Though I really tried to squeeze one last book in - I just finished Kirsty Logan's The Grace Keepers - I'm not too displeased with what I managed to read in 2015, given what a temperamental year I've had. We moved - twice, really, as we had a six-week stint with family before finding a new home - I began a new job I did not love, I left that job for another that I love so much I ought to marry it, after the closure of my first publisher I signed with a new one, and I've spent the last few months scrambling to stay well ahead of a deadline for the sequel to The Hidden Icon. The bad news is that I didn't meet my personal deadline of this past weekend, the good news is I'm super close. But on to what I've read this year, despite me being me. While Garth Nix's Clariel had a slow start, my anticipation of more stories from his beautifully imagined Old Kingdom and the book's absolutely killer second half secured its place in my heart. It wasn't the story I expected or even a story I was sure that I wanted, once I realized what I was reading. But I was delighted to be wrong, on all counts, and am really looking forward to Nix returning to the Old Kingdom again, which it is rumored he will, with more of my beloved Lirael. It is not remotely surprising that I loved Amy Poehler's Yes Please, even though it confirmed for me that I am just not cool enough to like Amy Poehler. She's so very real and very funny. One of my favorite parts was her admonishing readers to stop reading and call their mothers to hear the story of the day that they were born, if they hadn't heard it already. I learned that my mother's OB-GYN encouraged her to drink a beer when she thought she was in labor, and if that didn't stop the contractions, to come into the hospital. Much though I'd like to think my birth was heralded by a craft brew of some kind, I expect it was Budweiser. Ah, well. Erika Johansen's The Queen of the Tearling wasn't without flaws, but I admired her daring as a writer so much, the world she built, the questions she left boldly unanswered, and more than anything, a whole, complicated heroine in Kelsea. I was willing to follow her anywhere. Right into the sequel, in fact, given it's waiting right now on my bookshelf to be read.

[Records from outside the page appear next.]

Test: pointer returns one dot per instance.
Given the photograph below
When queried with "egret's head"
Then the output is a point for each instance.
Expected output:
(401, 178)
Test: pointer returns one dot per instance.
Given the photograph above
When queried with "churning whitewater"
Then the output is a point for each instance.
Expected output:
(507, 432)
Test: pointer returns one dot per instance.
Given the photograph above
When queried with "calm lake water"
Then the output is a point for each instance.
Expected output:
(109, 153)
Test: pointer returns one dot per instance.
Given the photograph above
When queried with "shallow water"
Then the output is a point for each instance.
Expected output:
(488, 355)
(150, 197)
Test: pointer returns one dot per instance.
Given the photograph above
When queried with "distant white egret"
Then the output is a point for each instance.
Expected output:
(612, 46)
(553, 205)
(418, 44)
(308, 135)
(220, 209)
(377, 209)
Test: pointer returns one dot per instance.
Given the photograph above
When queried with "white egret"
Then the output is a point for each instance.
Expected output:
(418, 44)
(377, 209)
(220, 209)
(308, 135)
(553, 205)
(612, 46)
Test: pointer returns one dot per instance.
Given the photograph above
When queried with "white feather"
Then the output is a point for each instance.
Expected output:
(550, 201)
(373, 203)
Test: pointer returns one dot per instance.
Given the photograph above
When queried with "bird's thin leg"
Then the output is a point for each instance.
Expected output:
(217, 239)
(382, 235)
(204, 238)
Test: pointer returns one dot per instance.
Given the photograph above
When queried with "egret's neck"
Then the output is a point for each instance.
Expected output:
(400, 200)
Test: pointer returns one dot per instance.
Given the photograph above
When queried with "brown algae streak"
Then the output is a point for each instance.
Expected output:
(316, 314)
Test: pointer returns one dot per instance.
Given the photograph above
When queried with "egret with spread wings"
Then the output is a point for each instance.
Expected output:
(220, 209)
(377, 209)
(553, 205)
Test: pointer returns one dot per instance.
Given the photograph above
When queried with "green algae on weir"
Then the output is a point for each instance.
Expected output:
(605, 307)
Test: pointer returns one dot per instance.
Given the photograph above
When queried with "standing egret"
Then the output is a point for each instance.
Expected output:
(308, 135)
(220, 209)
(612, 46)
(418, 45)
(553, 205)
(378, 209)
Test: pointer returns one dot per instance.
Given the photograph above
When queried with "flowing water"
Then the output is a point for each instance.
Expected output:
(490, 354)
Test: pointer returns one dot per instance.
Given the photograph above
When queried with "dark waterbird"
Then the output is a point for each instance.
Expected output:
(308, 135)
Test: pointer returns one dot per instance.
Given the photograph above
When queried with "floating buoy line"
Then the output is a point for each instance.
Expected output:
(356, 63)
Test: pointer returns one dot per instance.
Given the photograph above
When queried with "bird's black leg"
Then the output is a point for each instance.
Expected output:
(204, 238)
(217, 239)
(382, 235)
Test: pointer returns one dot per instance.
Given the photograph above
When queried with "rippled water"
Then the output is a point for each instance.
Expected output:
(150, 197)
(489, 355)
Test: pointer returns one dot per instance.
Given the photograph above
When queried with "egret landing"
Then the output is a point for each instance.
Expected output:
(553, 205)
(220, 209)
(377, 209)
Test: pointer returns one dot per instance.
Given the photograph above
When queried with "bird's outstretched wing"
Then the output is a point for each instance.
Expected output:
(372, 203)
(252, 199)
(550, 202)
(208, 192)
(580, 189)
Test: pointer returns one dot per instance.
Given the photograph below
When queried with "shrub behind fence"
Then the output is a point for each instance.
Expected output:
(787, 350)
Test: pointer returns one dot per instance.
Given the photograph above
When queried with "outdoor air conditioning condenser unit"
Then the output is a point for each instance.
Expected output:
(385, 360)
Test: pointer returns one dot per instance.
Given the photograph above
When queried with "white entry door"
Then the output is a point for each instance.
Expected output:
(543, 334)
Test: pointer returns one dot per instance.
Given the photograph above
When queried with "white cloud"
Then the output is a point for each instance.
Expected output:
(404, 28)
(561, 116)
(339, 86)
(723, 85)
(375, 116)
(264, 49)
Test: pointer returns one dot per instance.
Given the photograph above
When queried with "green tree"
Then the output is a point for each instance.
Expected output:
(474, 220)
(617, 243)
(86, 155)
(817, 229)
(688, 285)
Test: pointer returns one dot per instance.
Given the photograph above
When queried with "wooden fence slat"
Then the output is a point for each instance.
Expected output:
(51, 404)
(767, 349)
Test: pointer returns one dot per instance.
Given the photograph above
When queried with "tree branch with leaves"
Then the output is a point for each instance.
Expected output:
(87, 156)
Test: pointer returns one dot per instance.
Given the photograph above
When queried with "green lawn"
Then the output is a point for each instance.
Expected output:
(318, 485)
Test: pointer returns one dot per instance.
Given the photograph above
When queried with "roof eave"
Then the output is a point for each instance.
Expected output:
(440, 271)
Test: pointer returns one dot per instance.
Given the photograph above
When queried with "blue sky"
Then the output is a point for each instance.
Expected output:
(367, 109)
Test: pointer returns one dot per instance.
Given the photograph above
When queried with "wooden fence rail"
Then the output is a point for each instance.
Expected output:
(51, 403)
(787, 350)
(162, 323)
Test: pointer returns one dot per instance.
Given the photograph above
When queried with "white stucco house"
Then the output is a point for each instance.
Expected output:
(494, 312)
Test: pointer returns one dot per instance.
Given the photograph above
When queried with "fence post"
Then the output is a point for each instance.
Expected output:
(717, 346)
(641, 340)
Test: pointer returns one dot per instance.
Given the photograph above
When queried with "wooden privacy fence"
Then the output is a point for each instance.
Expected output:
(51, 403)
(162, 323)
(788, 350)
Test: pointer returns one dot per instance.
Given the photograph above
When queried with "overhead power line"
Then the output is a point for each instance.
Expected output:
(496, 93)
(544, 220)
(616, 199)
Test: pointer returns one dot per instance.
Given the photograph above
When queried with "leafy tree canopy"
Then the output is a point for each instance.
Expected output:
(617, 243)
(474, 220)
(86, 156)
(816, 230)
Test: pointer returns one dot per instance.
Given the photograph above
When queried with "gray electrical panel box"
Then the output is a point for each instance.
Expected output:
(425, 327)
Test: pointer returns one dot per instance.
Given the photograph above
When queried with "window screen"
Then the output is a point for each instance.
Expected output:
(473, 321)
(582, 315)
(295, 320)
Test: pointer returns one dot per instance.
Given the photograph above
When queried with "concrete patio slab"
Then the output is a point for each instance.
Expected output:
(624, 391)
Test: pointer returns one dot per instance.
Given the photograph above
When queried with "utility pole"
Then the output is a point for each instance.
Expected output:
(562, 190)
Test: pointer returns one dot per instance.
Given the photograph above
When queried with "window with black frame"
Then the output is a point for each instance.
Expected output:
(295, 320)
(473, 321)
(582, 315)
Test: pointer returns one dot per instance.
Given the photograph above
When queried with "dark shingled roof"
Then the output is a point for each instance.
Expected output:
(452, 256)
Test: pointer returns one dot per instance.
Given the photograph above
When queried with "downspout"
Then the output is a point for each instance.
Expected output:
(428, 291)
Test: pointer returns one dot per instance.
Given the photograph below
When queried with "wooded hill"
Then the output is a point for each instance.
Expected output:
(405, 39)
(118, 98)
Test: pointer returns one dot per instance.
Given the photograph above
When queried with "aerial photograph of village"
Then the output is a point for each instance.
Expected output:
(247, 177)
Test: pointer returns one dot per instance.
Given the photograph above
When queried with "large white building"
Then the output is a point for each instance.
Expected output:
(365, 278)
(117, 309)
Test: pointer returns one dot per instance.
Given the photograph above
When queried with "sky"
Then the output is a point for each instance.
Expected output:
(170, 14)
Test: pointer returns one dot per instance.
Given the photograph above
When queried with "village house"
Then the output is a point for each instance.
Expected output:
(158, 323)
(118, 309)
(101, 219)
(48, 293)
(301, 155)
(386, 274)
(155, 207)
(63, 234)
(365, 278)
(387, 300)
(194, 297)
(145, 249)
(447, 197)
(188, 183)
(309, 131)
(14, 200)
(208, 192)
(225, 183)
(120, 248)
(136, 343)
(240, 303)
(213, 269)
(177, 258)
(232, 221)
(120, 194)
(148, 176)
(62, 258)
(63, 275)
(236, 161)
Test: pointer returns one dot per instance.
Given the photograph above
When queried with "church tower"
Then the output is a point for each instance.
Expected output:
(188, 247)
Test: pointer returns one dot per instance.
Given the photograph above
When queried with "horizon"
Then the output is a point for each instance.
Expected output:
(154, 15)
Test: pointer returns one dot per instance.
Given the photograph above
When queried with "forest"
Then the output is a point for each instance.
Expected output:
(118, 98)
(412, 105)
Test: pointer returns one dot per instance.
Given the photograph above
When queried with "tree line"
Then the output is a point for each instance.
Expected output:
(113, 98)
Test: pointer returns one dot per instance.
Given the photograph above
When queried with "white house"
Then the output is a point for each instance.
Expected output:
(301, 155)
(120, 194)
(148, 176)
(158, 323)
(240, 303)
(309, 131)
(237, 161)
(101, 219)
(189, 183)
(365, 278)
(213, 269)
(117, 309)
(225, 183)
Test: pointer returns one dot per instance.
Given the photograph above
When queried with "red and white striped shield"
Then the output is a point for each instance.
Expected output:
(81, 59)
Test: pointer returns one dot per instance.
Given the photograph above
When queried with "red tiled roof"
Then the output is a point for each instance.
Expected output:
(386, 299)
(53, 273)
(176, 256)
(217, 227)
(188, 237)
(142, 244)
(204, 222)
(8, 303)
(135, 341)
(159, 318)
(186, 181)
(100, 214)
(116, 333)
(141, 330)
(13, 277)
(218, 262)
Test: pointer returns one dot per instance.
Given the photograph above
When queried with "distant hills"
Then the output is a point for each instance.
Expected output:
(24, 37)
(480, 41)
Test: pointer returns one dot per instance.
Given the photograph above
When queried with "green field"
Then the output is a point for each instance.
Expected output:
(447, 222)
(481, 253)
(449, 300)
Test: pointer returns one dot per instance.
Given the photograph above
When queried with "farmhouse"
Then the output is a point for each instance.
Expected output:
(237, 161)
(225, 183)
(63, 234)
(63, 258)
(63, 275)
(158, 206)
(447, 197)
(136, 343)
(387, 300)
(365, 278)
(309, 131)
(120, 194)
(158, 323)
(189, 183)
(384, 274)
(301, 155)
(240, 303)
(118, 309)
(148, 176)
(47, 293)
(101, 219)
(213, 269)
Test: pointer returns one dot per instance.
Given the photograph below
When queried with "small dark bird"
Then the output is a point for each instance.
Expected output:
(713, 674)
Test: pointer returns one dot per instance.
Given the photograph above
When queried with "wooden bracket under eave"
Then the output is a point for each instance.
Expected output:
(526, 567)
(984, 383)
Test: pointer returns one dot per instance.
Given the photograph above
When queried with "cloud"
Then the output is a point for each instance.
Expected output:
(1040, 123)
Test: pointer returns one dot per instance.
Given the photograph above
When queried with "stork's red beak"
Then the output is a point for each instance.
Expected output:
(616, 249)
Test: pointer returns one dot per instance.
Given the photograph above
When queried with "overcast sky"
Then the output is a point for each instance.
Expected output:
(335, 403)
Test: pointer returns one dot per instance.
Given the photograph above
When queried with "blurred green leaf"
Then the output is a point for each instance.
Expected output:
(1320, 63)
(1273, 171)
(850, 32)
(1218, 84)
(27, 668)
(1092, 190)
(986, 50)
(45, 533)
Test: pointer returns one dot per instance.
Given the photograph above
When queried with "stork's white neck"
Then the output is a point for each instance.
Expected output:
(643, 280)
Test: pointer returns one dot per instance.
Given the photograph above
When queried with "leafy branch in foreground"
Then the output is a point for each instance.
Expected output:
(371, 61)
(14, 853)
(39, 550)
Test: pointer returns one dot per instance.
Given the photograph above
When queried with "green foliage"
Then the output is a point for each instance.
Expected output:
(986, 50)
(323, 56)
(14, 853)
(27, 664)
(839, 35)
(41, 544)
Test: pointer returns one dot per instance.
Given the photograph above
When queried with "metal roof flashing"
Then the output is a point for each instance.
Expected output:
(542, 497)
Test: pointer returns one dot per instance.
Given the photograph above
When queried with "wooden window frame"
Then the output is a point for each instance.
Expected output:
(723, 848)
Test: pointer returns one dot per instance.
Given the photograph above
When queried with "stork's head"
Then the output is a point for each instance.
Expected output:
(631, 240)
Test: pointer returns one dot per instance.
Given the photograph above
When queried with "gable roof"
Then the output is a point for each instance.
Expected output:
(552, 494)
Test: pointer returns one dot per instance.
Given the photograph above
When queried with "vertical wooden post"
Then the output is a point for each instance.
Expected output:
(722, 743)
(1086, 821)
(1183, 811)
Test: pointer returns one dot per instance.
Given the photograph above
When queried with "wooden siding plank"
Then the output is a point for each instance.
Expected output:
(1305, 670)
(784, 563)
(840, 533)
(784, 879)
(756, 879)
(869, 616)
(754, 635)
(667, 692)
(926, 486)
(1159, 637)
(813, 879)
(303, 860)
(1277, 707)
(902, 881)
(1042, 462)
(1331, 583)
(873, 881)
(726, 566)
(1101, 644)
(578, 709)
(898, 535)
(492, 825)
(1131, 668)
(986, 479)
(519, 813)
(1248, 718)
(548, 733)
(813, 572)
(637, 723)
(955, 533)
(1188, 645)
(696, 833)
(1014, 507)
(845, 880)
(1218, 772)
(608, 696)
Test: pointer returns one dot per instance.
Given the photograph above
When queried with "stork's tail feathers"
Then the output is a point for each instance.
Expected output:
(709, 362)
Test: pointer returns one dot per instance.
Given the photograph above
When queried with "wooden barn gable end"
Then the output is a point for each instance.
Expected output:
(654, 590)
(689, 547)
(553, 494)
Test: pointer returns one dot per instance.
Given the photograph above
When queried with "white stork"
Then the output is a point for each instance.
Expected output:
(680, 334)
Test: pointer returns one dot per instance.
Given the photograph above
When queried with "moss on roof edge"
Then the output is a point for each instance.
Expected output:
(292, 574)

There are few writers whose imaginations delight me as much as Laura Bickle's, and Dark Alchemy was everything I've come to expect from her: playful, wicked, and unexpectedly dark. Petra Dee was intimately likeable from the start, with just enough mystery and flirt to pull me along to the book's satisfying, if so very sad, conclusion. Both Dark Alchemy and the sequel, Mercury Retrograde, are quick, easy reads, and explore territory you won't find anywhere else in urban fantasy. Easily my favorite book of the year, though, was Naomi Novik's Uprooted. It wasn't a fairy tale retelling but had all of the best elements of a genre I love so much; it felt fresh and familiar at the same time, was delicious and creepy and just plain cool. Though I could guess from early on the characters' trajectories, I was nevertheless delighted that she could still surprise me, and that even what I'd guessed at played out in a pretty spectacularly unusual way.
What about you? What did you read and love this year?